Le couple contourne le bâtiment et repère un escalier de secours le long de la façade.
Deux silhouettes sont assises sur les marches du dernier niveau et Nina perçoit l’odeur âcre de la cigarette. Michaël envoie un texto à Simon pour le prévenir qu’ils ont trouvé l’entrée et qu’il y a des gens.
Un mégot faillit leur tomber sur la tête, puis les deux fumeurs disparaissent à l’intérieur. Nina et Michaël gravissent les marches aussi furtivement que possible.
« On entre. Si pas de news d’ici cinq minutes, venez nous chercher. » rédige encore Nina à l’attention de son frère avant de mettre son téléphone en mode silencieux.

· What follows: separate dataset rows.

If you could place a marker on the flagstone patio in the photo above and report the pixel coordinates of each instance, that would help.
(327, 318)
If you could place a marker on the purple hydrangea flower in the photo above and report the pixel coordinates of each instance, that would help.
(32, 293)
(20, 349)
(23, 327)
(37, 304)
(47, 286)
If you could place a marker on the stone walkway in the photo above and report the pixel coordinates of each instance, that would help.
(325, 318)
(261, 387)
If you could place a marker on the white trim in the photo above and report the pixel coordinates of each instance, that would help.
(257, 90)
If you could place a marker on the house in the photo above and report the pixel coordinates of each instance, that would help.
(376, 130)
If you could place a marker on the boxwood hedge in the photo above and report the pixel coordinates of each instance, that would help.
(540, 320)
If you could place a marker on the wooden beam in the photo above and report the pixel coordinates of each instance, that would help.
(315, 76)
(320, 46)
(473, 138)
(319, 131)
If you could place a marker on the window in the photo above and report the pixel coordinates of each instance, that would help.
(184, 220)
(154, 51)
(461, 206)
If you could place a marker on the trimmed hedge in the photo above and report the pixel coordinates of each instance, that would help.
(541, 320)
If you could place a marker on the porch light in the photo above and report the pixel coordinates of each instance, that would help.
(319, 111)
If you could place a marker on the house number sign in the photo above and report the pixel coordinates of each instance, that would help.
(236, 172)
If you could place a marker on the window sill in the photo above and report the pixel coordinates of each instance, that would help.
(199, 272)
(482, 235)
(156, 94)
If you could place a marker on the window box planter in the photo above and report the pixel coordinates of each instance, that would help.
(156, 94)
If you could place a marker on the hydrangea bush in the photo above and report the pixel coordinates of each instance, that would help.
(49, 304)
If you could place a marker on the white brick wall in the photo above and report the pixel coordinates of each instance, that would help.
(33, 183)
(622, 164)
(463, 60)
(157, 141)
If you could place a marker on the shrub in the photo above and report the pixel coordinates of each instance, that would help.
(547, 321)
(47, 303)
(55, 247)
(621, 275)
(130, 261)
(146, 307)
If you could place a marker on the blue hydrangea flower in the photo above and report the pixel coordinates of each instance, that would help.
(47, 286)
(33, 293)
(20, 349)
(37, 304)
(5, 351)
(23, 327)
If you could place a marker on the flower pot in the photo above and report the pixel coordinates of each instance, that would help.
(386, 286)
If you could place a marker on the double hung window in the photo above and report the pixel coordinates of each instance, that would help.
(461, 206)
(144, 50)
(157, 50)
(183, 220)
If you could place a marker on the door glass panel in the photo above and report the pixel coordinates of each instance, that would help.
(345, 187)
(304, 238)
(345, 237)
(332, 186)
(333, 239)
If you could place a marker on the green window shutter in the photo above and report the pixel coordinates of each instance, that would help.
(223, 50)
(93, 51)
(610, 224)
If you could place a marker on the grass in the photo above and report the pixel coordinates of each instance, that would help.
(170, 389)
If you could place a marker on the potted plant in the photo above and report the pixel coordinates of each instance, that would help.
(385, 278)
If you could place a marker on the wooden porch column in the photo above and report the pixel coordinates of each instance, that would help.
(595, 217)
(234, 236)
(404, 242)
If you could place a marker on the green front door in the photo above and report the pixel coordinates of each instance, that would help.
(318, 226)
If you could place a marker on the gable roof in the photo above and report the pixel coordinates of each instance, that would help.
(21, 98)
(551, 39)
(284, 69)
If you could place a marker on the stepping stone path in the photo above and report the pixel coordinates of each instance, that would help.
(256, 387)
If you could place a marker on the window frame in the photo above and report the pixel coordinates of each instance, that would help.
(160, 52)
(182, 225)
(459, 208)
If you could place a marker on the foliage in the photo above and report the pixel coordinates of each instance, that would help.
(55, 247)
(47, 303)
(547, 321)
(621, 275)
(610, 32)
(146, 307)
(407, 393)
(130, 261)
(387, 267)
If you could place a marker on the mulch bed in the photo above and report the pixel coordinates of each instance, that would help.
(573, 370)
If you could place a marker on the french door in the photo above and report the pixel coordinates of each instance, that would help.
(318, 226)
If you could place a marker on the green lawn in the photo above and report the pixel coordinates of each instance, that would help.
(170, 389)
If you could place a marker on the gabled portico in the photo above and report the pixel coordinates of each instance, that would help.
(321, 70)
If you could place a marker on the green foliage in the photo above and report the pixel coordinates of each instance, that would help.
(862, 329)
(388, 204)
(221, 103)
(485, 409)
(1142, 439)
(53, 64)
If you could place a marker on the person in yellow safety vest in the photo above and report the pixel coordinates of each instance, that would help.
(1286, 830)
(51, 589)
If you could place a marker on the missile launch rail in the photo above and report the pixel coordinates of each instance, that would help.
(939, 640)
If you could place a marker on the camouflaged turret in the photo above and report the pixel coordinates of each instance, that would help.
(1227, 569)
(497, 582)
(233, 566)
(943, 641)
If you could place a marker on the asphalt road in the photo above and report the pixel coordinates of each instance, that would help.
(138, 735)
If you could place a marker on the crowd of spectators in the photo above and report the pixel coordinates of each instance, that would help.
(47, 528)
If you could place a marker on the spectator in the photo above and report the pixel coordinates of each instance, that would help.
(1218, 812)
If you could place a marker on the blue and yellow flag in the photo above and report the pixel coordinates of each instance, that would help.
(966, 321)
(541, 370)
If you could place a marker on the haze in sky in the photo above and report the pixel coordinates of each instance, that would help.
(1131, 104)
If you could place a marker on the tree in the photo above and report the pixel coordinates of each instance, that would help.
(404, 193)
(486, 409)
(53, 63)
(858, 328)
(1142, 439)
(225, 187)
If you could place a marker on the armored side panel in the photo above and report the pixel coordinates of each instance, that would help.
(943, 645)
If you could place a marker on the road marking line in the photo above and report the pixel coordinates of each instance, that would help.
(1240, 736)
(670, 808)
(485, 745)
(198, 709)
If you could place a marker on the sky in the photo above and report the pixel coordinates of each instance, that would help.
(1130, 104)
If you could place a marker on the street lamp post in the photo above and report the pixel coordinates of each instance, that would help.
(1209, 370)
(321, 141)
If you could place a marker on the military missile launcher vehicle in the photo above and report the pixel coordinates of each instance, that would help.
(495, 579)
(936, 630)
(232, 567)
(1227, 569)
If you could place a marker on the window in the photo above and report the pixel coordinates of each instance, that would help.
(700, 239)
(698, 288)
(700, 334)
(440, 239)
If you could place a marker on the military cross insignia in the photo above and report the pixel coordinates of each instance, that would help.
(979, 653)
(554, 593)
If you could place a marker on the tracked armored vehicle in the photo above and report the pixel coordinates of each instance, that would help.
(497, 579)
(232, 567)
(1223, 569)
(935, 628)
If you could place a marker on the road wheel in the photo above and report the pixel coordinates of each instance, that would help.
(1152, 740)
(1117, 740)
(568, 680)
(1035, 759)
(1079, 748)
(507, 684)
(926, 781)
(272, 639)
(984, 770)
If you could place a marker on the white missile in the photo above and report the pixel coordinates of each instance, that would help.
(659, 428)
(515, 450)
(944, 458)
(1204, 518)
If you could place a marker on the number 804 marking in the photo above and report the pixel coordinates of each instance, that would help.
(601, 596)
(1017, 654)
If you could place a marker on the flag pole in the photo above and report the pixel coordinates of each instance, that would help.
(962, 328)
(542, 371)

La sortie de secours donne sur un corridor, ponctué de portes de classes, et qui débouche sur un puits central avec un escalier desservant les étages. Arrivés dans cet espace ouvert, Nina et Michaël tombent nez à nez avec un garçon. Il porte un chapeau tricolore à cornes et pue l’alcool. Nina plaque Michaël contre le mur et l’enlace langoureusement. L’étudiant ricane grassement en passant à côté d’eux.
- Bien vu, commente Michaël avec un sourire.
À partir de là, ils n’ont qu’à suivre les relents de transpiration et les basses de la musique jusqu’à la salle G151.
Alors qu’ils s’attendent à tomber au beau milieu d’un rituel bizarre de société secrète, ils découvrent une tout autre ambiance dans l’auditoire. L’espace central a été libéré pour qu’un maximum d’étudiants puisent se tenir debout. Sur l’estrade, on a installé des platines et des spots lumineux qui zèbrent le plafond et les murs. Au milieu de tout ça, une cinquantaine de personnes se trémoussent sur de la musique électro, un verre à la main.
- Je crois qu’on a découvert un réseau de fêtes clandestines ! s’enthousiasme Michaël.
Nina pointe le drap tendu derrière le DJ où a été peint à la bombe le logo :
- En fait, c’est pas une couronne, mais un chapeau de fou !
Quelques fêtards sont déguisés, la plupart éméchés, mais l’atmosphère est plutôt bonne enfant. Nina est soulagée de savoir que tout ça n’a rien à voir avec Royalty.
- Bon, on redescend prévenir Simon ? propose-t-elle.
- Et si je lui disais plutôt de monter ? relance Michaël en prenant sa copine par la taille. Et on profite un peu de la fête ?
Nina se laisse entrainer sur la « piste de danse ». Elle a besoin d’un dernier moment d’insouciance avant les examens, la fin de l’année, la décision importante qu’elle doit prendre. Ils devront prévenir la Faculté, mais rien ne presse.
Au bureau des plaintes plus qu’ailleurs, personne ne sait de quoi l’avenir sera fait.